Published: 17 September 2009



The linkage phase, or haplotype, is an extra level of information that in addition to genotype and pedigree can be useful for reconstructing the inheritance pattern of the alleles in a pedigree, and computing for example Identity By Descent probabilities. If a haplotype is provided, the precision of estimated IBD probabilities increases, as long as the haplotype is estimated without errors. It is therefore important to only use haplotypes that are strongly supported by the available data for IBD estimation, to avoid introducing new errors due to erroneous linkage phases.


We propose a genetic algorithm based method for haplotype estimation in family data that includes a stringency parameter. This allows the user to decide the error tolerance level when inferring parental origin of the alleles. This is a novel feature compared to existing methods for haplotype estimation.

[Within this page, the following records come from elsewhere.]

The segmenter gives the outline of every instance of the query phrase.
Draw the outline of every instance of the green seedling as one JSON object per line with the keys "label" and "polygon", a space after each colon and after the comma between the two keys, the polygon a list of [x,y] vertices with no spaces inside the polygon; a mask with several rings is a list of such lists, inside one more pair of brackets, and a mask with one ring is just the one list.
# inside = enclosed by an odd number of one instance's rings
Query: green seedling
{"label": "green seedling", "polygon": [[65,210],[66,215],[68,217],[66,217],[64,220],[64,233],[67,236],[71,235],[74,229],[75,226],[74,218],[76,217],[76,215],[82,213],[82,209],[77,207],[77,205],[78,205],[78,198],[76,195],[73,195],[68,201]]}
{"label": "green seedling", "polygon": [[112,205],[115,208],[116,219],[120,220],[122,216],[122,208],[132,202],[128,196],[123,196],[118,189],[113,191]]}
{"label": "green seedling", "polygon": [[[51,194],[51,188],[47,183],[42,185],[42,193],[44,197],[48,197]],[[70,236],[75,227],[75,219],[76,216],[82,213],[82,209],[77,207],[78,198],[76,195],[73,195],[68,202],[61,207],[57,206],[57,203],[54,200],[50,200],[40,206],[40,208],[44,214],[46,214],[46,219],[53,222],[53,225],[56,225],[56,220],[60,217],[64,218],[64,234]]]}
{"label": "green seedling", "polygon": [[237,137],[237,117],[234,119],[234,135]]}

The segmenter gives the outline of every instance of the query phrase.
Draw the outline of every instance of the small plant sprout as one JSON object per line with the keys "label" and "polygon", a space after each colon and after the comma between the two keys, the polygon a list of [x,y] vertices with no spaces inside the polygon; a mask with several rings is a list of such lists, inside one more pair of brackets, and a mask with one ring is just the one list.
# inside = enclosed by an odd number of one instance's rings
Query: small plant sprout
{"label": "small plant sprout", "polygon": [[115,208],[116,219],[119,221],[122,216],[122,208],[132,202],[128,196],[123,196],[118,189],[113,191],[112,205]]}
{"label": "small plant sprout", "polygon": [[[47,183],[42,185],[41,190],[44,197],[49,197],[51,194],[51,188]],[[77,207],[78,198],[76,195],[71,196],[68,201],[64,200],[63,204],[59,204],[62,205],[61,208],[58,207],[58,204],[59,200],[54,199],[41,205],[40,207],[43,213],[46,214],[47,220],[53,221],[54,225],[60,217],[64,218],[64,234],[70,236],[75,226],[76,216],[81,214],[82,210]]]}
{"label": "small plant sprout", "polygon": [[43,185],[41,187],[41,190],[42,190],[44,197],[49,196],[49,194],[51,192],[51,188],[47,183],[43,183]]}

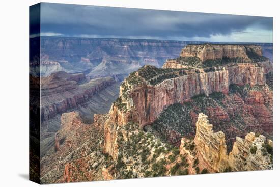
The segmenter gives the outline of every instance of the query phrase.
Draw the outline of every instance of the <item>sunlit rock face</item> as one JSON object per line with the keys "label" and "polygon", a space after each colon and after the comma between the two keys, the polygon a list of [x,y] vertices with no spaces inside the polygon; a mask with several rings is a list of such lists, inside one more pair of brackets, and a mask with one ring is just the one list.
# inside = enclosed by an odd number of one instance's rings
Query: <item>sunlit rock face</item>
{"label": "sunlit rock face", "polygon": [[199,114],[196,126],[194,142],[197,151],[211,166],[210,169],[223,172],[229,167],[234,171],[272,168],[272,155],[265,147],[266,144],[272,146],[272,143],[264,136],[257,137],[250,132],[245,139],[236,137],[232,150],[228,154],[223,132],[213,132],[213,125],[209,123],[207,116]]}

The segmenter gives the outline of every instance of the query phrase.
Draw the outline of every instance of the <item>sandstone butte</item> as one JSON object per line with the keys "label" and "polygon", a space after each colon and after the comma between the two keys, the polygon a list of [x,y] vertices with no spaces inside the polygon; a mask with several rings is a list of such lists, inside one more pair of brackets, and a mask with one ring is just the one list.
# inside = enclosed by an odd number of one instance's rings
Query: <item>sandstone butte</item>
{"label": "sandstone butte", "polygon": [[[272,168],[270,155],[266,153],[265,144],[272,146],[272,141],[263,135],[248,133],[245,139],[236,137],[232,150],[227,153],[225,134],[222,131],[214,132],[208,116],[200,113],[196,124],[197,130],[194,142],[196,154],[201,163],[213,172],[223,172],[227,168],[233,171],[268,170]],[[182,139],[181,147],[186,141]],[[256,150],[250,150],[252,147]],[[203,165],[203,164],[202,164]]]}
{"label": "sandstone butte", "polygon": [[[262,57],[260,47],[242,45],[189,45],[182,49],[181,55],[197,56],[203,60],[225,56],[246,59],[249,50]],[[247,61],[251,61],[249,60]],[[189,101],[196,95],[208,96],[214,92],[227,94],[232,84],[251,87],[265,84],[264,68],[257,63],[231,63],[210,69],[176,69],[178,63],[174,63],[173,66],[169,63],[163,69],[145,66],[131,73],[121,85],[120,97],[112,104],[109,119],[104,125],[104,151],[114,159],[118,157],[117,129],[129,122],[142,126],[151,124],[170,105]]]}
{"label": "sandstone butte", "polygon": [[[241,56],[246,59],[245,55],[248,54],[246,51],[248,50],[254,52],[257,56],[262,55],[261,49],[254,45],[236,46],[233,45],[230,45],[229,48],[227,48],[226,45],[214,45],[206,44],[203,47],[205,49],[202,54],[200,52],[201,49],[198,49],[201,47],[200,45],[188,45],[182,50],[181,55],[187,56],[191,54],[191,57],[195,56],[203,60],[214,58],[212,57],[219,58],[225,56],[231,56],[231,58]],[[223,52],[219,54],[221,51]],[[209,55],[210,52],[214,54]],[[173,62],[171,63],[171,61]],[[78,177],[74,176],[79,175],[80,169],[87,173],[87,178],[83,180],[115,178],[115,175],[110,173],[111,168],[106,167],[105,162],[102,162],[99,167],[92,162],[94,161],[98,163],[99,161],[104,161],[105,155],[108,154],[111,156],[114,162],[118,162],[119,155],[123,153],[121,152],[123,150],[120,149],[118,145],[120,134],[123,134],[122,141],[127,141],[127,137],[124,136],[125,133],[123,133],[125,130],[123,127],[128,123],[130,124],[130,122],[138,124],[142,128],[154,122],[169,105],[191,101],[191,98],[196,95],[204,94],[207,97],[214,92],[227,94],[229,86],[232,84],[248,85],[250,87],[265,84],[264,68],[258,63],[231,62],[218,67],[201,68],[182,67],[181,65],[183,64],[180,61],[171,61],[167,60],[163,68],[145,66],[131,73],[125,79],[120,86],[120,97],[112,104],[109,113],[94,116],[92,126],[94,130],[90,133],[98,131],[102,135],[100,137],[102,140],[96,140],[96,142],[94,143],[103,145],[102,151],[106,154],[90,153],[90,149],[84,148],[80,153],[82,156],[76,161],[70,161],[69,163],[69,161],[65,157],[66,163],[62,163],[65,168],[63,178],[60,182],[79,181]],[[258,94],[258,92],[256,93],[255,95]],[[264,105],[264,99],[261,95],[251,95],[247,99],[256,108]],[[261,113],[261,111],[259,112]],[[63,114],[61,130],[55,135],[57,154],[62,154],[64,150],[70,151],[72,148],[76,150],[83,138],[91,138],[90,135],[86,132],[92,127],[91,125],[83,124],[82,121],[77,113]],[[250,132],[244,139],[236,137],[232,149],[228,153],[224,132],[222,131],[214,132],[213,125],[209,123],[208,117],[202,113],[198,115],[194,139],[182,138],[180,146],[180,154],[186,156],[190,166],[193,166],[197,163],[200,171],[206,169],[210,173],[272,168],[272,156],[266,148],[267,145],[272,147],[271,140],[263,135],[258,136]],[[264,124],[266,124],[264,121]],[[271,130],[272,123],[266,127],[268,131]],[[85,135],[87,135],[86,138],[82,137]],[[90,144],[94,140],[87,142]],[[61,145],[60,142],[65,143]],[[192,144],[194,145],[194,148],[188,148]],[[87,147],[87,144],[85,146]],[[47,178],[48,175],[52,175],[49,171],[54,171],[47,168],[49,159],[44,159],[45,162],[44,166],[46,167],[42,167],[42,171],[45,173],[45,177],[43,178]],[[85,168],[80,168],[80,166],[83,166]],[[88,167],[90,172],[87,170]],[[166,166],[169,167],[170,168],[170,166]],[[54,168],[54,166],[53,167]],[[194,167],[189,167],[188,169],[189,174],[197,173]],[[91,172],[94,172],[97,178],[94,177]]]}

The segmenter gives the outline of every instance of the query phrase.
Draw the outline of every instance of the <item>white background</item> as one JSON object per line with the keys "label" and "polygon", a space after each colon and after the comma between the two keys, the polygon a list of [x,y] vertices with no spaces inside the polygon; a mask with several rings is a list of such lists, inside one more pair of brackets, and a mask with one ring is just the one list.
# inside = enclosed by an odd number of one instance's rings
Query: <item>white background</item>
{"label": "white background", "polygon": [[[279,186],[279,43],[277,1],[48,1],[49,2],[273,17],[273,171],[54,184],[60,186]],[[29,6],[38,1],[2,1],[0,10],[0,185],[33,186],[29,172]],[[278,174],[278,175],[277,175]],[[278,175],[278,176],[277,176]],[[278,177],[278,178],[277,178]]]}

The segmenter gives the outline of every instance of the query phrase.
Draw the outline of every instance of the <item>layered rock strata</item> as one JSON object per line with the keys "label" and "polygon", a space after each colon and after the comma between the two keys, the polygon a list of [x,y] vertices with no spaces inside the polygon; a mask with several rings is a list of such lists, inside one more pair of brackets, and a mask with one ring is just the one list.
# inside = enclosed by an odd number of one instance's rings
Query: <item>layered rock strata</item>
{"label": "layered rock strata", "polygon": [[203,62],[207,60],[214,60],[227,58],[243,58],[247,62],[251,62],[248,53],[262,56],[262,48],[255,45],[233,44],[200,44],[188,45],[180,54],[181,57],[197,57]]}
{"label": "layered rock strata", "polygon": [[[61,75],[63,73],[65,75]],[[88,101],[94,95],[116,83],[112,77],[98,78],[86,83],[83,74],[65,72],[42,77],[41,83],[41,120],[44,121]]]}
{"label": "layered rock strata", "polygon": [[200,159],[206,161],[210,170],[223,172],[227,168],[234,171],[267,170],[272,168],[272,155],[265,148],[266,144],[272,145],[270,140],[263,135],[248,133],[243,139],[236,137],[232,150],[227,154],[225,134],[214,132],[213,125],[207,116],[200,113],[196,124],[194,142]]}

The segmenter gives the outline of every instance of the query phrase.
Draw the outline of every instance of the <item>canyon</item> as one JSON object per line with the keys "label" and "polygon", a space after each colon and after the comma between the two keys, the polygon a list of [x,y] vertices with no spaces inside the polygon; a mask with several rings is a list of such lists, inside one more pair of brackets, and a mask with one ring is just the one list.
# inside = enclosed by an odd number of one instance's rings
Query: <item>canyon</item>
{"label": "canyon", "polygon": [[[262,51],[256,45],[187,45],[162,68],[144,65],[130,73],[107,113],[92,114],[89,122],[77,112],[61,115],[41,160],[42,182],[272,169],[273,91],[266,77],[272,67]],[[59,83],[44,78],[49,83],[43,96],[84,89],[59,106],[83,102],[116,82],[66,75]]]}

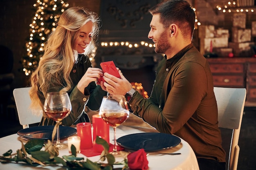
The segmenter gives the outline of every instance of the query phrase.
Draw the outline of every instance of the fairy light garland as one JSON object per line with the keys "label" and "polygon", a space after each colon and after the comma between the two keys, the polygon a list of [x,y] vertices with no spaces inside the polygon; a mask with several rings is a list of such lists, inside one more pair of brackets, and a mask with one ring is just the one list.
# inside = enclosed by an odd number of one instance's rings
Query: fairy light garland
{"label": "fairy light garland", "polygon": [[253,7],[238,7],[236,1],[229,1],[227,4],[221,7],[220,5],[217,5],[216,8],[223,13],[231,12],[254,12],[255,8]]}

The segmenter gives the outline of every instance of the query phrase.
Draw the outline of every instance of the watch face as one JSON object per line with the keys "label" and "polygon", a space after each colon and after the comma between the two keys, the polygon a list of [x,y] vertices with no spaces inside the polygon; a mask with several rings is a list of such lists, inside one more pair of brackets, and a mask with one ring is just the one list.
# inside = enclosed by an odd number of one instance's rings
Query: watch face
{"label": "watch face", "polygon": [[125,97],[126,98],[126,100],[127,101],[127,102],[130,102],[131,99],[132,98],[132,96],[128,93],[126,93],[126,95],[125,95]]}

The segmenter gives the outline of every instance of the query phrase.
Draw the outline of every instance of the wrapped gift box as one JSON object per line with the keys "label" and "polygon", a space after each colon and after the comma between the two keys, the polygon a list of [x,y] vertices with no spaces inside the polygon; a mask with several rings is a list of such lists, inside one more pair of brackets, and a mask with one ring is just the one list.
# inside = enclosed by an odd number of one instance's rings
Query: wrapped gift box
{"label": "wrapped gift box", "polygon": [[229,38],[227,37],[218,37],[211,38],[204,38],[200,40],[200,50],[202,54],[209,52],[211,49],[211,41],[212,42],[213,49],[217,48],[228,47]]}
{"label": "wrapped gift box", "polygon": [[233,49],[235,56],[250,57],[253,55],[253,51],[251,46],[254,44],[254,42],[230,42],[229,43],[229,47]]}
{"label": "wrapped gift box", "polygon": [[256,37],[256,21],[252,22],[252,35]]}
{"label": "wrapped gift box", "polygon": [[229,37],[229,30],[219,28],[216,30],[216,37]]}
{"label": "wrapped gift box", "polygon": [[249,42],[252,39],[250,29],[241,29],[237,27],[232,28],[232,41],[234,42]]}
{"label": "wrapped gift box", "polygon": [[246,25],[246,14],[245,13],[235,13],[233,15],[233,26],[245,29]]}
{"label": "wrapped gift box", "polygon": [[198,26],[198,37],[200,38],[214,37],[214,25],[200,25]]}
{"label": "wrapped gift box", "polygon": [[216,53],[220,57],[228,57],[230,53],[233,53],[231,48],[219,48],[215,49]]}

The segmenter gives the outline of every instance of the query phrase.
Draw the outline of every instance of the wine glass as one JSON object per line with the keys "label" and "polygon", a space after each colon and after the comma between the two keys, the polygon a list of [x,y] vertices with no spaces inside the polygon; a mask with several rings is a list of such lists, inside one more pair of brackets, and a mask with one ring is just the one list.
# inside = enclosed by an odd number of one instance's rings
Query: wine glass
{"label": "wine glass", "polygon": [[124,96],[111,95],[103,97],[99,115],[114,129],[114,148],[110,153],[114,157],[121,156],[117,150],[117,127],[127,119],[129,113],[127,102]]}
{"label": "wine glass", "polygon": [[66,92],[50,92],[47,93],[44,104],[44,110],[47,116],[56,121],[56,146],[59,149],[65,148],[65,144],[61,144],[59,125],[62,120],[70,114],[72,109],[71,103]]}

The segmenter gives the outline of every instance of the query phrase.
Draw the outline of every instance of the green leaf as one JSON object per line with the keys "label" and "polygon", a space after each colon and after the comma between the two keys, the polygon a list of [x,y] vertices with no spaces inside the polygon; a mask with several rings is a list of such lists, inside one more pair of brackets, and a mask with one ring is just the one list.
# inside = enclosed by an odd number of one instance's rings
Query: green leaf
{"label": "green leaf", "polygon": [[28,141],[24,146],[27,153],[31,154],[31,152],[40,150],[43,146],[44,142],[43,140],[35,139]]}
{"label": "green leaf", "polygon": [[61,163],[63,166],[67,166],[67,163],[63,159],[59,157],[54,157],[54,160],[57,163]]}
{"label": "green leaf", "polygon": [[19,149],[17,150],[17,159],[20,159],[23,158],[23,155],[21,150]]}
{"label": "green leaf", "polygon": [[33,163],[32,163],[32,161],[31,161],[31,159],[30,159],[27,157],[26,157],[26,161],[27,161],[27,162],[28,163],[30,164],[30,165],[33,165]]}
{"label": "green leaf", "polygon": [[50,154],[45,151],[32,152],[31,155],[33,158],[42,162],[48,161],[50,158]]}
{"label": "green leaf", "polygon": [[106,155],[106,157],[107,158],[108,162],[109,164],[114,164],[115,162],[115,159],[112,155],[109,153],[108,153],[108,154]]}
{"label": "green leaf", "polygon": [[4,154],[3,154],[2,155],[4,157],[8,157],[9,156],[11,155],[11,153],[12,153],[12,150],[11,149],[10,149]]}
{"label": "green leaf", "polygon": [[91,170],[101,170],[100,166],[97,163],[91,161],[89,159],[86,159],[86,163],[83,164],[85,168]]}
{"label": "green leaf", "polygon": [[49,140],[45,144],[45,151],[50,154],[50,159],[53,159],[58,155],[58,149],[51,143]]}
{"label": "green leaf", "polygon": [[112,170],[113,167],[110,165],[107,165],[103,169],[104,170]]}
{"label": "green leaf", "polygon": [[69,156],[64,155],[62,157],[64,159],[65,159],[65,160],[69,162],[71,162],[72,161],[74,161],[75,160],[76,160],[77,161],[81,161],[81,160],[84,159],[83,158],[76,157],[73,155],[69,155]]}
{"label": "green leaf", "polygon": [[53,143],[53,141],[55,138],[55,135],[56,135],[56,133],[57,132],[57,127],[58,127],[61,124],[61,121],[57,122],[55,124],[55,126],[54,126],[54,128],[53,128],[52,134],[52,143]]}
{"label": "green leaf", "polygon": [[76,148],[73,144],[71,145],[71,153],[75,157],[76,156]]}

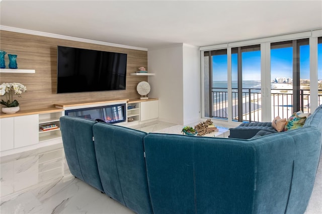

We show that using a high stringency produces haplotype data with few errors, whereas a low stringency provides haplotype estimates in most situations, but with an increased number of errors.


By including a stringency criterion in our haplotyping method, the user is able to maintain the error rate at a suitable level for the particular study; one can select anything from haplotyped data with very small proportion of errors and a higher proportion of non-inferred haplotypes, to data with phase estimates for every marker, when haplotype errors are tolerable. Giving this choice makes the method more flexible and useful in a wide range of applications as it is able to fulfil different requirements regarding the tolerance for haplotype errors, or uncertain marker-phases.